Outlook: GUS/Argos

LORD WOLFSON, chairman of Great Universal Stores, just cannot seem to get this Argos business out of his system. He reckons the former Argos directors made inaccurate statements during the heat of the bid battle, and he wants them to suffer a public humiliation to make up for it.

How the language flowed yesterday. The Takeover Panel should show the former Argos team the yellow card, he said. There were clear breaches of the rules and the ref should act. Failure to do so would turn bids into a car-boot sale, he fumed.

Let us look at the facts.

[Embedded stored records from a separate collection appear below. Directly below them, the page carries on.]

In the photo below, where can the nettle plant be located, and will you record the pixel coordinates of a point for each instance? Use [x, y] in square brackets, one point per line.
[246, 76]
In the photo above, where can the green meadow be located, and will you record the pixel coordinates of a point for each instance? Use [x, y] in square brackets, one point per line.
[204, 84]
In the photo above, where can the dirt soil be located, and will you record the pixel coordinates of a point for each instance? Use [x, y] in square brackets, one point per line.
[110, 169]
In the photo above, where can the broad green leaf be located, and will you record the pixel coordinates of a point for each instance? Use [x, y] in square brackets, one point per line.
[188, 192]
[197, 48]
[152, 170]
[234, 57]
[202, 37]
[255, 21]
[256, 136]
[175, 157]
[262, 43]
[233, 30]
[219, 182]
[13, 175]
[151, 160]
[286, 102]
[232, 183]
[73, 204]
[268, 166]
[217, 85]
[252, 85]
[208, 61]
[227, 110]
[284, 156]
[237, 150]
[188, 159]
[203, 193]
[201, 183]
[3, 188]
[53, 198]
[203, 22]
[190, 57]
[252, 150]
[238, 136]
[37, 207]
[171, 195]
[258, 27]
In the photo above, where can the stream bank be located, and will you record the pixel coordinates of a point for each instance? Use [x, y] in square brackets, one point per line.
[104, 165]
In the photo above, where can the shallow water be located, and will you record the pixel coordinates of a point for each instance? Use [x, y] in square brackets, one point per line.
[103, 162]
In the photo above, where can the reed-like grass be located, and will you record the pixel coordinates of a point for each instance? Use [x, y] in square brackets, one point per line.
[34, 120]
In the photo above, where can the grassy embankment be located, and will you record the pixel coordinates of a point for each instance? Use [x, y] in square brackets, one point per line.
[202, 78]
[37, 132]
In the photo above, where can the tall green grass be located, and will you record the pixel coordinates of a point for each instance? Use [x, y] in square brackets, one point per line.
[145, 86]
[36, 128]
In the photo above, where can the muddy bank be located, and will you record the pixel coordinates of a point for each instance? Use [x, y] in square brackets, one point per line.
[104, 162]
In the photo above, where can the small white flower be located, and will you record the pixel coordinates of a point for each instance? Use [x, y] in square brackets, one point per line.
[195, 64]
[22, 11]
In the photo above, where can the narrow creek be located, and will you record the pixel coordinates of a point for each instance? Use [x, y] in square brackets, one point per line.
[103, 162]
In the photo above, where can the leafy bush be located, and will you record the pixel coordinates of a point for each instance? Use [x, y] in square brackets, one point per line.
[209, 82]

In its early defence documents, Argos said sales in its five start-up stores in Holland were "ahead of expectations". Under the terms of the code, companies are supposed to inform the market of "any material change to any information". Having now got hold of the management accounts, GUS says sales in Holland were 40 per cent below forecasts by the end of the bid.

This is being disputed. Sales may have dipped below forecasts in some weeks, but taken cumulatively sales were ahead of expectations throughout the entire duration of the bid. Was this a change that should have been disclosed?

Having been turned down by the Panel once, Lord Wolfson has made a renewed approach, but his "fresh information" does not seem to have made the executive change its mind. Note, Lord Wolfson is not claiming that these allegedly misleading statements caused him to increase his offer for Argos. Nor is he saying that as a result he paid too much or that he has been sold a pup. But Lord Wolfson is not giving up. He is fighting on a point of principle which his advisers say is a "noble act".

If he loses, shareholders might think otherwise. He is already in danger of appearing vindictive. Using shareholders' money to fight a court case on a point of principle he looks unlikely to win, and which even he admits has inflicted no damage, would be a very strange act indeed. Lord Wolfson has had his tantrum. He should now shut up.